К примеру, заглянут к ней ровесницы-подружки, как сороки затрещат, весёлыми голосами загомонят:
— Отчего ты, Оля, всё сидишь дома? Побежала бы с нами на вечёрку в колхозный клуб. Там взрослые девушки танцы устраивают! Туда сегодня трактористы братья Колокольниковы свой магнитофон принесут! С нами братья танцевать, конечно, не станут, но мы хоть поглядим со сторонки.
А Оля подружек выслушает, вместе с ними посмеётся, но под конец скажет:
— Нет, я на вечёрку пойти не могу. Я, девочки, ещё очень стесняюсь. Я ещё маленькая.
Мать с отцом, бывало, тоже удивляются на Олю:
— Что ты у нас за скромница-запечница такая? В кого? Не желаешь веселиться с подружками, так собралась бы в гости к нашей тётушке Глаше в село Новые Журавли.

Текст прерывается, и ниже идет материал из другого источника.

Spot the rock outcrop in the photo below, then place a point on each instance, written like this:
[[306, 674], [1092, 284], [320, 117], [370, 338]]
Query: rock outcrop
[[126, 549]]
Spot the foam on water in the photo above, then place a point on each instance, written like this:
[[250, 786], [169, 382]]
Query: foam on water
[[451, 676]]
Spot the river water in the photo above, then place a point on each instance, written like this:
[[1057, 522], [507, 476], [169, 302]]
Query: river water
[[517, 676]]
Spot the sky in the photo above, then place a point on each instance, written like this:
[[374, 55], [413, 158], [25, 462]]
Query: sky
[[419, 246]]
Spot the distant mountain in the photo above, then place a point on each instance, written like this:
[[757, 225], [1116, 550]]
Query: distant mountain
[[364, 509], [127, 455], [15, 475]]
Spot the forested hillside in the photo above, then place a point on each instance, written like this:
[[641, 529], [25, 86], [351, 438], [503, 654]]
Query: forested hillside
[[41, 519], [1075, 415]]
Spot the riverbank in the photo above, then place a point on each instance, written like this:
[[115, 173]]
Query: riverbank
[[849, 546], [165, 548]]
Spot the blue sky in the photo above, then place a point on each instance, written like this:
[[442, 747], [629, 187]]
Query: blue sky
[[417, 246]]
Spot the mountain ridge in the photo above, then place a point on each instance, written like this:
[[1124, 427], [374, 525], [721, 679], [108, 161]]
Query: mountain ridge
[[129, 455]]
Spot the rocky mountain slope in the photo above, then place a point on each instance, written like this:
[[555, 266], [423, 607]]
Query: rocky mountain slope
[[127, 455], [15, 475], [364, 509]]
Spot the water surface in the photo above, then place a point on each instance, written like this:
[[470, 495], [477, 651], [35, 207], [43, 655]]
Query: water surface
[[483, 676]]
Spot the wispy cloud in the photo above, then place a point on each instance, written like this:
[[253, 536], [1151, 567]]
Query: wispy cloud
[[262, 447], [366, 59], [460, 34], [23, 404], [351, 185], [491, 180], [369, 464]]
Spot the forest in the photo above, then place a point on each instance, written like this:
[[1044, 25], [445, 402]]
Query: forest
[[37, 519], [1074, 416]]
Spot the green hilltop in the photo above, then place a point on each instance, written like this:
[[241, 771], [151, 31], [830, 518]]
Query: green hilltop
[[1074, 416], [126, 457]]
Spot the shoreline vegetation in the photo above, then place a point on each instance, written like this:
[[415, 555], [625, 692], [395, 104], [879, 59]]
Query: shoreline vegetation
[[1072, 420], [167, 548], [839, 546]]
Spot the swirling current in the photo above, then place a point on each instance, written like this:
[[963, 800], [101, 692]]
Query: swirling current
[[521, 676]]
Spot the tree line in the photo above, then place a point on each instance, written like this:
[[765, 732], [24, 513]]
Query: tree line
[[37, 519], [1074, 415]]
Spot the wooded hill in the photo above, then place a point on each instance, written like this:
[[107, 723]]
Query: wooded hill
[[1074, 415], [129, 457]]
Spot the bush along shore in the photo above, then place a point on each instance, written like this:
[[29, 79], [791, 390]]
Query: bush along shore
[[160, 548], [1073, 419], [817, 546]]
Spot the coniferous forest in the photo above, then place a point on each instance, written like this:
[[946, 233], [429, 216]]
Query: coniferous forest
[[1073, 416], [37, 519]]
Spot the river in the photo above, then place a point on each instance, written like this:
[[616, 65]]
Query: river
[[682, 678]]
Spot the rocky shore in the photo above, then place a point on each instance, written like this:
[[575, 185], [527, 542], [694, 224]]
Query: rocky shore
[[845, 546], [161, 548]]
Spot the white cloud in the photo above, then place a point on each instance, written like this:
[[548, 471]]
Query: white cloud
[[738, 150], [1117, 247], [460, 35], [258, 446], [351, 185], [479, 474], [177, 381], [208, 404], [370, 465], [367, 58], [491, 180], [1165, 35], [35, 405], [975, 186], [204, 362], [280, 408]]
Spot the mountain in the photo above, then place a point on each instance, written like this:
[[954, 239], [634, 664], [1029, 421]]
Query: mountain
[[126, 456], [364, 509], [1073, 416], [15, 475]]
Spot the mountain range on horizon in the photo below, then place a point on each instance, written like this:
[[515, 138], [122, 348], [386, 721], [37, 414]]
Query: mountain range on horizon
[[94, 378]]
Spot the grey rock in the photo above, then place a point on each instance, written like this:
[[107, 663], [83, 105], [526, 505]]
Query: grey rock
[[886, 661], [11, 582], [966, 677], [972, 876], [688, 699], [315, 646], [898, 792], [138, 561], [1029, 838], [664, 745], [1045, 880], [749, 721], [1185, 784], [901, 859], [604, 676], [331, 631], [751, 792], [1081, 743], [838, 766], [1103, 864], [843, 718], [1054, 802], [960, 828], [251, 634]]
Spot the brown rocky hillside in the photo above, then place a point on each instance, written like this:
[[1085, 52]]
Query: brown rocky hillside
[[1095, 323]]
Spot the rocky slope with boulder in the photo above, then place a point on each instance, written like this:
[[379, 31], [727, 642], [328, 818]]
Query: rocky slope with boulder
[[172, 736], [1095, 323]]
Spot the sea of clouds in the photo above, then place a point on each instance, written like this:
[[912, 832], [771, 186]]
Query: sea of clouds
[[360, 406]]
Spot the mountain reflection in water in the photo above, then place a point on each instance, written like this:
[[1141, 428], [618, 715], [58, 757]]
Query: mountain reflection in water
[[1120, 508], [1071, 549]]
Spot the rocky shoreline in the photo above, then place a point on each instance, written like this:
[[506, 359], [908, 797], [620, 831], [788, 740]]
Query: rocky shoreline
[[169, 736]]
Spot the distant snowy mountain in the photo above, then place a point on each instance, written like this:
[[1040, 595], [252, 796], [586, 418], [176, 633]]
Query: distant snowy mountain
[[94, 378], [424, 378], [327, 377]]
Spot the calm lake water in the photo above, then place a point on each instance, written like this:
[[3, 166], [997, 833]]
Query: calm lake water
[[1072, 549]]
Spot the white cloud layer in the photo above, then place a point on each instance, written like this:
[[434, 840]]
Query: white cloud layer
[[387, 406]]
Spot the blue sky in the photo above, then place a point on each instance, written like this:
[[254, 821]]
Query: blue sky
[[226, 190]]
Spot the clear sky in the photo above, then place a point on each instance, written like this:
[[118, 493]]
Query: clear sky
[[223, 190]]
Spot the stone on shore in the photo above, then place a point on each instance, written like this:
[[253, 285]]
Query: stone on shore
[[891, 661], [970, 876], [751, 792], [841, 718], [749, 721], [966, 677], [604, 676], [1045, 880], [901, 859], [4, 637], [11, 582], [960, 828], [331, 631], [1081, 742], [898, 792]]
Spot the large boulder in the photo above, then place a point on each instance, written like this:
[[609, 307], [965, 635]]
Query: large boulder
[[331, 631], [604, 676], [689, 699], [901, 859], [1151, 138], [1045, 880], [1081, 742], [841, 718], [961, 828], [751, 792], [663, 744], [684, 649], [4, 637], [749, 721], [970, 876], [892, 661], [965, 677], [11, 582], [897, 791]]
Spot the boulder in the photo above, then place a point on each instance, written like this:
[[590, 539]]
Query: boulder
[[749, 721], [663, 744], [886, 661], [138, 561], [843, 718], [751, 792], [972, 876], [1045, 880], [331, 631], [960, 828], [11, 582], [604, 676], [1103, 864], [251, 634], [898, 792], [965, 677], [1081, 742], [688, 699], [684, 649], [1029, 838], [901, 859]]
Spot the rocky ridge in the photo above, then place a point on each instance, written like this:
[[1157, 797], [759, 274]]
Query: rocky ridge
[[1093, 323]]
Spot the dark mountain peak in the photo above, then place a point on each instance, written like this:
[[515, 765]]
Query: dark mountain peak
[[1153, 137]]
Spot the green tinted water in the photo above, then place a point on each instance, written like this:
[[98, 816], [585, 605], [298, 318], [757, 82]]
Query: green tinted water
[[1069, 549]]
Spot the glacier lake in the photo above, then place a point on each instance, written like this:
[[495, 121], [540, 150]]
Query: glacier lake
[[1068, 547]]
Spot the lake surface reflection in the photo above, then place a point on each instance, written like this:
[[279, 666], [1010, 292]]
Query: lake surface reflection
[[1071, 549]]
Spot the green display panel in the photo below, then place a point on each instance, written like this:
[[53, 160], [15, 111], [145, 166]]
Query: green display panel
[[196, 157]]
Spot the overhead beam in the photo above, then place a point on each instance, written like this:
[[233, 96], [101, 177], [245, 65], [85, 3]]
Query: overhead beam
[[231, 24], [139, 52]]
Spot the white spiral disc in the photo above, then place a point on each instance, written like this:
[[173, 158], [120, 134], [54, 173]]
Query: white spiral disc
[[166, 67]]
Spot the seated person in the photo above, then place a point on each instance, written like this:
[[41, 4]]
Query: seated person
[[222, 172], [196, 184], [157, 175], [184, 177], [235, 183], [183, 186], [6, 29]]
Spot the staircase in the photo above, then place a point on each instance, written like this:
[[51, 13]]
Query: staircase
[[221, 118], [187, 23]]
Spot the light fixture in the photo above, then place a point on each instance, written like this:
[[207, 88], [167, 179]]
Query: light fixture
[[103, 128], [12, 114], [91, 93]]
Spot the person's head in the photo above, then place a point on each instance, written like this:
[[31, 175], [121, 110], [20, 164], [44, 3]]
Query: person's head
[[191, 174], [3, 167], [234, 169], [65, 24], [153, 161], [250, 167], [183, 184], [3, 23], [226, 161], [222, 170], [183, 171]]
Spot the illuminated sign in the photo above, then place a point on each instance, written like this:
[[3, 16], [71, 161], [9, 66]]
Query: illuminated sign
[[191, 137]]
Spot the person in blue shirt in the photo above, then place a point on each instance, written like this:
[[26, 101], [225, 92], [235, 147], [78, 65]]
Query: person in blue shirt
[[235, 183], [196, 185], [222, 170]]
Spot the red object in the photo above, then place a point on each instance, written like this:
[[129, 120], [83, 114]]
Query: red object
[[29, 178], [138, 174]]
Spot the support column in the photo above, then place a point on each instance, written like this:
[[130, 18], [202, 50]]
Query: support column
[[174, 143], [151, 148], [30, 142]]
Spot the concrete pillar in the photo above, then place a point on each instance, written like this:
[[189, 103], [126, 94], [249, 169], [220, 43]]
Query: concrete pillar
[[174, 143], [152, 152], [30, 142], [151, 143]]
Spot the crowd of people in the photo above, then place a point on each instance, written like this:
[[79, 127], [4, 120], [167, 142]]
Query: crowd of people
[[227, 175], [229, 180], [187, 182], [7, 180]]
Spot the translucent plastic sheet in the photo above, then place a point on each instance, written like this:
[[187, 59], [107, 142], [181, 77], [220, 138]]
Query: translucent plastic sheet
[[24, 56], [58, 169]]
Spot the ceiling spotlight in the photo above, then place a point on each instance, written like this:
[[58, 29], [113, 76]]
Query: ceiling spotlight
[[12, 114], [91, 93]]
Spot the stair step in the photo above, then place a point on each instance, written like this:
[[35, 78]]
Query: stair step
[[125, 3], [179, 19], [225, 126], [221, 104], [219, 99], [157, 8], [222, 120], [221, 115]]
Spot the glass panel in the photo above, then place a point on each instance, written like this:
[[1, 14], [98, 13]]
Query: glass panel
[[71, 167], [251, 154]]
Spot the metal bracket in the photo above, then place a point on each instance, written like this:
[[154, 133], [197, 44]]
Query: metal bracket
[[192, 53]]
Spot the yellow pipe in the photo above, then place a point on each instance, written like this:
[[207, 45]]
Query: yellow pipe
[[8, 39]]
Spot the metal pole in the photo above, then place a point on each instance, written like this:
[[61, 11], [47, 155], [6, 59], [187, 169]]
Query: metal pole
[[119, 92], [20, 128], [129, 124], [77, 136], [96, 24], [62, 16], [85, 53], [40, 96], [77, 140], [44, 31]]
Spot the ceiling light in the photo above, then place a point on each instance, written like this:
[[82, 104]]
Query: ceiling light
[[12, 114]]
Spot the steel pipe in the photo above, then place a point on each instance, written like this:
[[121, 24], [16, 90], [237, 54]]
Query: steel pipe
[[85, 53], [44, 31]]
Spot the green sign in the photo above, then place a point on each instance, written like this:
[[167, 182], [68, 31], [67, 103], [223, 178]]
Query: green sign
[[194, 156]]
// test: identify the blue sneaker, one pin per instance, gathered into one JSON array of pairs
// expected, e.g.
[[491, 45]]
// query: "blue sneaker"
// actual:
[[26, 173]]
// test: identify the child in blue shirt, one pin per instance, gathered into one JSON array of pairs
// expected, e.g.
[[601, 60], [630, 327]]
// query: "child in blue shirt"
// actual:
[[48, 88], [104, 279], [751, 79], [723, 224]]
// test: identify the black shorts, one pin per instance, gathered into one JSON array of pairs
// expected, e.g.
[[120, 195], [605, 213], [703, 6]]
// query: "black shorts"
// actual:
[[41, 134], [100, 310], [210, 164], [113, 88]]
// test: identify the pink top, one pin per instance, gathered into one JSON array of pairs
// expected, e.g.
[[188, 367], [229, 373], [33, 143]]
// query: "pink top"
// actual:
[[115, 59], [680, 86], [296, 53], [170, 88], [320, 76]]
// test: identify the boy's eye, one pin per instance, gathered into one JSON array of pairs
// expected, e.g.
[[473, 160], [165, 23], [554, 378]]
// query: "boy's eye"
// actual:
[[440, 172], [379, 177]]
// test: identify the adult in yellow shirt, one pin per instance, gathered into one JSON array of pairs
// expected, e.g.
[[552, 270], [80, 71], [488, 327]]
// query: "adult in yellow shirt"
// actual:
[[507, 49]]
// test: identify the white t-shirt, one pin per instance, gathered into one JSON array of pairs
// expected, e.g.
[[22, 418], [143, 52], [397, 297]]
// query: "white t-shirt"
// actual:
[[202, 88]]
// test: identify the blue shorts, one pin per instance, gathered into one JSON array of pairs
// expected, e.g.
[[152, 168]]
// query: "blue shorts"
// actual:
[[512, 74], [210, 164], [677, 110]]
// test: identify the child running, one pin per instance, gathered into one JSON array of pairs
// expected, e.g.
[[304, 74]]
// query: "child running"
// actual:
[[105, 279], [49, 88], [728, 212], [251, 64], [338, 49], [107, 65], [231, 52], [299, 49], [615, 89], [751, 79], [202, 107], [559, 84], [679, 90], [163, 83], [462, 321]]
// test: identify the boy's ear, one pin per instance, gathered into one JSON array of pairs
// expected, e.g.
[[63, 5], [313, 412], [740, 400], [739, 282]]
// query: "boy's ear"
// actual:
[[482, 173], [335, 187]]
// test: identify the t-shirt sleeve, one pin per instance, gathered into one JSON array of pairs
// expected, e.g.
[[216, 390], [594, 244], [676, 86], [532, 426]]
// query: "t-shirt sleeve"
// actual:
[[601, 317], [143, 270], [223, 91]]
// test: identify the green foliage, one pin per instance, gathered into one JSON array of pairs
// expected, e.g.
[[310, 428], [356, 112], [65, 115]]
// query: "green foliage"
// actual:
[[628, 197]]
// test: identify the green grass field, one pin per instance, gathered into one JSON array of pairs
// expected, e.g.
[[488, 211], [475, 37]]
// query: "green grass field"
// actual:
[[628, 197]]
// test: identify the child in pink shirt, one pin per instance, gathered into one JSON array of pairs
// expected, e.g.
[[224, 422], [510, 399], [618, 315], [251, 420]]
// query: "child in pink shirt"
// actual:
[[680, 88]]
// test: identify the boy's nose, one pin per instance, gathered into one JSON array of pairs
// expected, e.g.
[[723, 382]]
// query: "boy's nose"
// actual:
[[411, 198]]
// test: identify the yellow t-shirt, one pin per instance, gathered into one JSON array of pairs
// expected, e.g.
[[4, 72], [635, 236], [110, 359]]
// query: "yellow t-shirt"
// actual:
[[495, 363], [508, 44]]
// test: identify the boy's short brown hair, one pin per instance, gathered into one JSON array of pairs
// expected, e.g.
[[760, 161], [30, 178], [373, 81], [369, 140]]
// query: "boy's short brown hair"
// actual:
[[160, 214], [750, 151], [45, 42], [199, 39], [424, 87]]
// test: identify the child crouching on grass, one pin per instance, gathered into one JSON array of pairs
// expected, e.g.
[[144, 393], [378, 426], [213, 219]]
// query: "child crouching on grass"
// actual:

Но и матери с отцом Оля говорит:
— Нет, папа, нет, мама… Вот когда вы в Новые Журавли соберётесь сами, тогда туда пойду и я. А одной мне ходить по гостям как-то неловко. Вы же видите, я маленькая.
И сидит в избе. А вернее, не сидит, а что-нибудь делает по хозяйству. То горницу прибирает, то цыплят да поросёнка кормит, а чаще присаживается на лавку у окна и, как прилежная старушка, вяжет шерстяной носок или варежку.
Вяжет, сама думает: «Вот и ладно, что мне из дома ходить не надо никуда. Мама-то с папой с утра до вечера на колхозной работе и крепко устают. А я, глядишь, к ихнему приходу поставлю самовар, вымою для прохлады полы, в полном порядке у меня и поросёнок Хрюнька с цыплятами. Папе с мамой от такого порядка, глядишь, полегче…»
И эти размышления её были, конечно, очень справедливы. Да только Оля и впрямь была слишком уж застенчива. И если говорить правду, то больше потому одна как перст в избе и обреталась. Сидит, спицей на спицу петельки нанизывает, и если кто мимо раскрытого окна по деревне и пройдёт, то никуда уж больше Олю не зовёт. Ну как тут звать, когда всё равно не дозовёшься?
Да и редко кто в летнее время, особенно в сенокосную пору, прохаживался по деревне. Вся деревня в такие дни от зари до зари на лугах. Даже Олины ровесницы бегают сгребать там лёгкими граблями сухое сено, и только Оля так у окна всё и считает петельки.
И вот она однажды посиживает этак, а солнце на деревенской улице пышет зноем. Куры с цыплятами забрались от жары под поленницу в тень, поросёнок Хрюнька прорыл пятачком дырку под доски, под крыльцо, и тоже там скрылся, запаренно поухивает:
— Хрюхи-ух! Хрюхи-ух!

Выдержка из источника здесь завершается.